Open Snuffleupagus opened 2 years ago
Would this reduce the size of the built-in PDF.js viewer?
Would this reduce the size of the built-in PDF.js viewer?
Difficult to tell without trying, and it might also be possible to compact the Liberation fonts. However, please note that as mentioned above we ship some "duplicated" font-data and the Foxit fonts are also "incomplete".
OK, thanks. It seems worth investigating since on GeckoView size is important.

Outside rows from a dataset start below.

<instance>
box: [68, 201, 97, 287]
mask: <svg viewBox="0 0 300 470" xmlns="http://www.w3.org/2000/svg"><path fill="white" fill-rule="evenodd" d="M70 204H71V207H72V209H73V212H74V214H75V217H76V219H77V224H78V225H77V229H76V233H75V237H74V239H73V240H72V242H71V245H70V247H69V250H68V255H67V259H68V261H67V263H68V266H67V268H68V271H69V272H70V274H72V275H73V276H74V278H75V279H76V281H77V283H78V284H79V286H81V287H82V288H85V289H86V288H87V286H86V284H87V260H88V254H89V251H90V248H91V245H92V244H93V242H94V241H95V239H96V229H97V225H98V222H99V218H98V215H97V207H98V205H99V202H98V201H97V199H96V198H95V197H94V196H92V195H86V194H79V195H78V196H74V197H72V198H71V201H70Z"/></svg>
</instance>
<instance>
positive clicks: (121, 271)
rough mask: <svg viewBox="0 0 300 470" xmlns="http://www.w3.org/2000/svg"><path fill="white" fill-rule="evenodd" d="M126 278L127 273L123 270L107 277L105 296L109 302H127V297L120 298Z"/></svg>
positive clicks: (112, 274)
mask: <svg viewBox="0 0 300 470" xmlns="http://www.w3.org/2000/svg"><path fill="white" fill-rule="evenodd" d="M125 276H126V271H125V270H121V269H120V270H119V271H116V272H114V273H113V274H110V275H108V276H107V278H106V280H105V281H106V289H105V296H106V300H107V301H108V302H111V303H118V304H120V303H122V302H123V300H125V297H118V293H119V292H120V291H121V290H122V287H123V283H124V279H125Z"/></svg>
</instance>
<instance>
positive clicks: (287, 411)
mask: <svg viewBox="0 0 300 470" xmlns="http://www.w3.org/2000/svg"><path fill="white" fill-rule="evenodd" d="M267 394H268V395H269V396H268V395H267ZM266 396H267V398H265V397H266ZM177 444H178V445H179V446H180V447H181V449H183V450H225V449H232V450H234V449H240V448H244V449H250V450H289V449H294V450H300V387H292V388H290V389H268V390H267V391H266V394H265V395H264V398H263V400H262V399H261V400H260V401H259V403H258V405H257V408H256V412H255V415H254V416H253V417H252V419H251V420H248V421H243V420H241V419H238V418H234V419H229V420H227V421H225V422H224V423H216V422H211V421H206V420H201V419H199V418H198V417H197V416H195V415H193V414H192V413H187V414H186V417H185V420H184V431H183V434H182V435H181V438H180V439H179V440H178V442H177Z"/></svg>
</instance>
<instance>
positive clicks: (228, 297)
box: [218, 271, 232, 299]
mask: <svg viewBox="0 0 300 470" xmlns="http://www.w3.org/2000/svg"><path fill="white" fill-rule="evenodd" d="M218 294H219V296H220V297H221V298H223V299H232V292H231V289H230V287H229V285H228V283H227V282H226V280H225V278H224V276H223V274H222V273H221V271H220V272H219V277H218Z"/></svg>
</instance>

I need to make some tests to be sure that everything is fine, but my plan is to convert the different Liberations fonts we need (except LiberationSans because we want to be able to rescale it on the fly for XFA) into WOFF2 format. I hope we could limit the total size increase to something between 200 and 300Kb which should acceptable on Android.
Please keep the Node.js, or browsers with disableFontFace = true
set, use-case in mind since we then load and parse the standard-font completely on the worker-thread (including using the FontRenderer
).
@Snuffleupagus, do you have any idea on how disableFontFace = true
is useful:
At least in the Firefox context could you imagine a case where this option is really useful ?
Especially if we remove it what kind of complains could we have ?
I tend to think that almost nobody change this kind of option in about:config
so it should false
for most of the user.
I want to keep the case where we need to fallback on the FontRenderer to draw the glyphs but do you think it's possible to fail when binding a WOFF2 font ?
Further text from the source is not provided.